Dems’ race for White House getting interesting

When even liberal and left-leaning columnists start criticizing Democrats and their shaky promises of free stuff, you know there’s trouble.

Syndicated political columnist Froma Harrop’s piece published in this newspaper Sept. 22 did just that.

In that column, Harrop pointed out that Democratic presidential candidate Elizabeth Warren of Massachusetts still is refusing to say what taxes she would raise to cover her “Medicare for All” health care plan.

Harrop pointed out that Democratic candidate Bernie Sanders’ similar vision — a single-payer plan that does away with private coverage — would cost an estimated $33 trillion over 10 years.

Warren also has shared expensive vows to make four-year college free, cancel student loan debt and provide universal day care for children, among other things.

Sure, it all might sound good, but as they say, if it seems too good to be true …

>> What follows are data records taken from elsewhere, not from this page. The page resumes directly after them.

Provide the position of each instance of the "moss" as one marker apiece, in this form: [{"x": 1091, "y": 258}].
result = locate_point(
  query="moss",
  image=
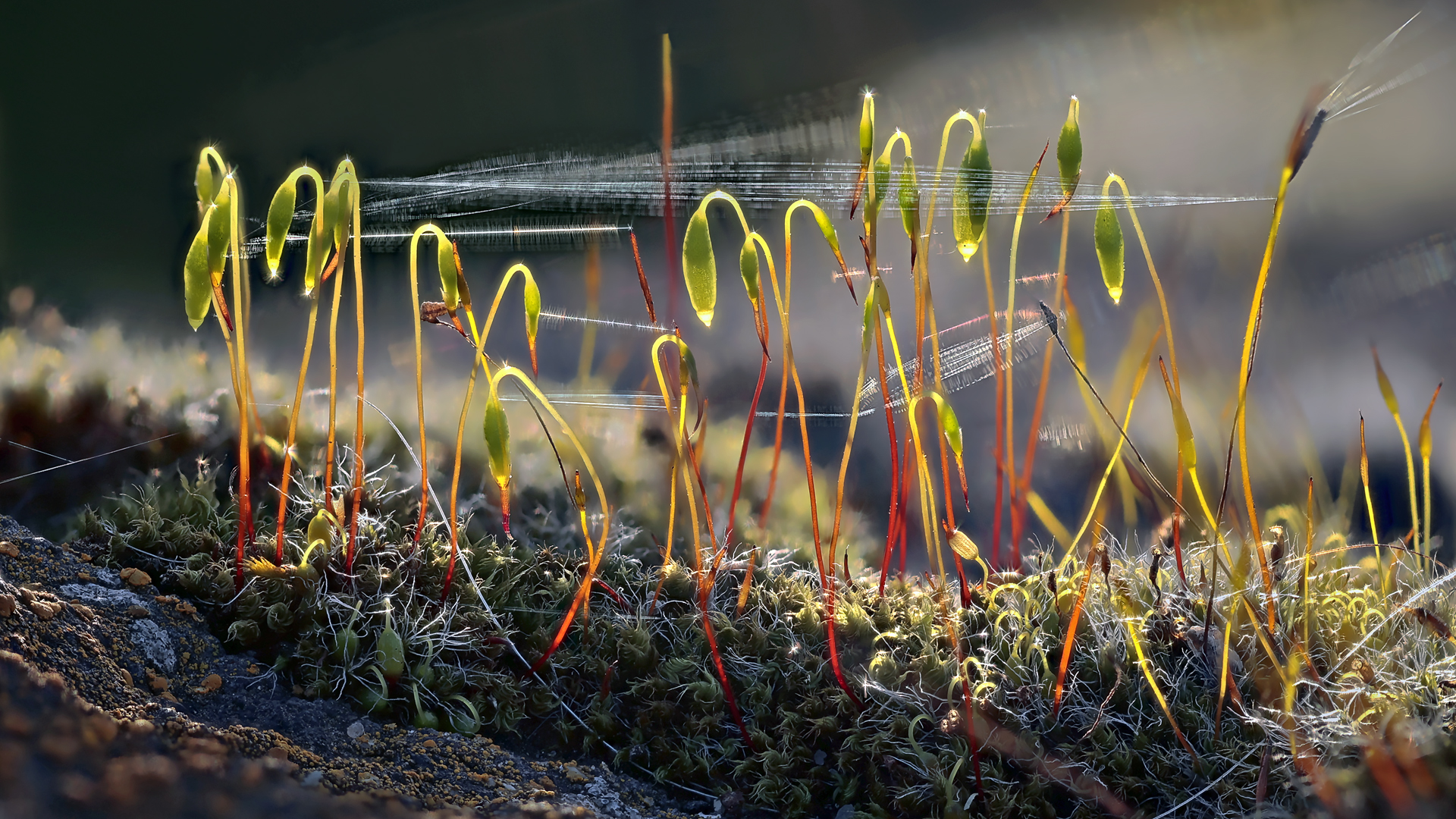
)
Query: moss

House Budget Committee Republicans have provided their numbers indicating that eliminating existing private health care coverage and imposing a single-payer health care system touted by some of the Democrats would cost $3.2 trillion a year. Free college for all would come in at around $125 billion annually.

No problem, Warren says, just raise taxes on the rich.

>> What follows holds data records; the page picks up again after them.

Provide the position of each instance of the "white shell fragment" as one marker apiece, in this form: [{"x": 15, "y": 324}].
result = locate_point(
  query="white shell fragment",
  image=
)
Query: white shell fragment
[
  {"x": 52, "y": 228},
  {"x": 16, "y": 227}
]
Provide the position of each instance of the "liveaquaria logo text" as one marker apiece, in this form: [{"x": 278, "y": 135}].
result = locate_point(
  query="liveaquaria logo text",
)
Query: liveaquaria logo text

But former U.S. Treasury Secretary Larry Summers tells us the “wealth tax” Warren proposes would generate just $25 billion to $75 billion a year.

Even liberal local presidential candidate Tim Ryan says Warren and Sanders are far too liberal to get either of them elected.

In a recent interview with this newspaper’s political writer David Skolnick, Ryan, D-Howland, knocked their “Medicare for All” plans, among other things, including their calls for bans on fracking.

“That can’t be the position if we want to win. If the position (they) are taking stays the same, it’s going to be very hard to beat (Republican President Donald) Trump,” Ryan said.

He’s right, but it appears things are about to get interesting.

With Sanders’ recent health problems that have curtailed his campaign and the president’s impeachment inquiry triggered by issues involving popular Democratic contender former Vice President Joe Biden, change is in the wind.

Warren is picking up steam. She’s surpassed Sanders in many polls and is in a close race for first with Biden. But even with those gains, she would be on shaky ground if she were to go up against Trump, poll numbers have shown.

And now, as she rises, some business leaders are expressing alarm, the Associated Press is reporting. Facebook chief Mark Zuckerberg was heard in leaked audio published this week by The Verge saying of Warren, “If someone’s going to try to threaten something that existential, you go to the mat and you fight.”

Now Warren is hoping new publicity stemming from pushback by corporate giants whose tech businesses she wants to break up will help her continue to gain momentum.

Warren and Sanders are testing how far Democratic voters are willing to go in taking on some of the nation’s wealthiest citizens and most powerful companies. They argue that the concentration of profits on Wall Street and in Silicon Valley have hurt the middle class, so introducing a wealth tax and curbing the power of mammoth companies will improve the well-being of everyday Americans.

That could be risky at a time when our country is facing economic downturn and polarizing political divide. And let’s not forget that many middle class Americans rely heavily on continued success of tech giants as they keep a close eye on the bottom line of their 401(k) retirement accounts.

CNBC last week reported that Democratic donors with ties to big business might boycott the election or even vote to re-elect President Trump if Warren wins the party nomination.

Warren responded with comments and tweets that seem to show she will relish the challenge.

And since she’s not the lone Democrat with a plan to take on big business, things are about to get interesting.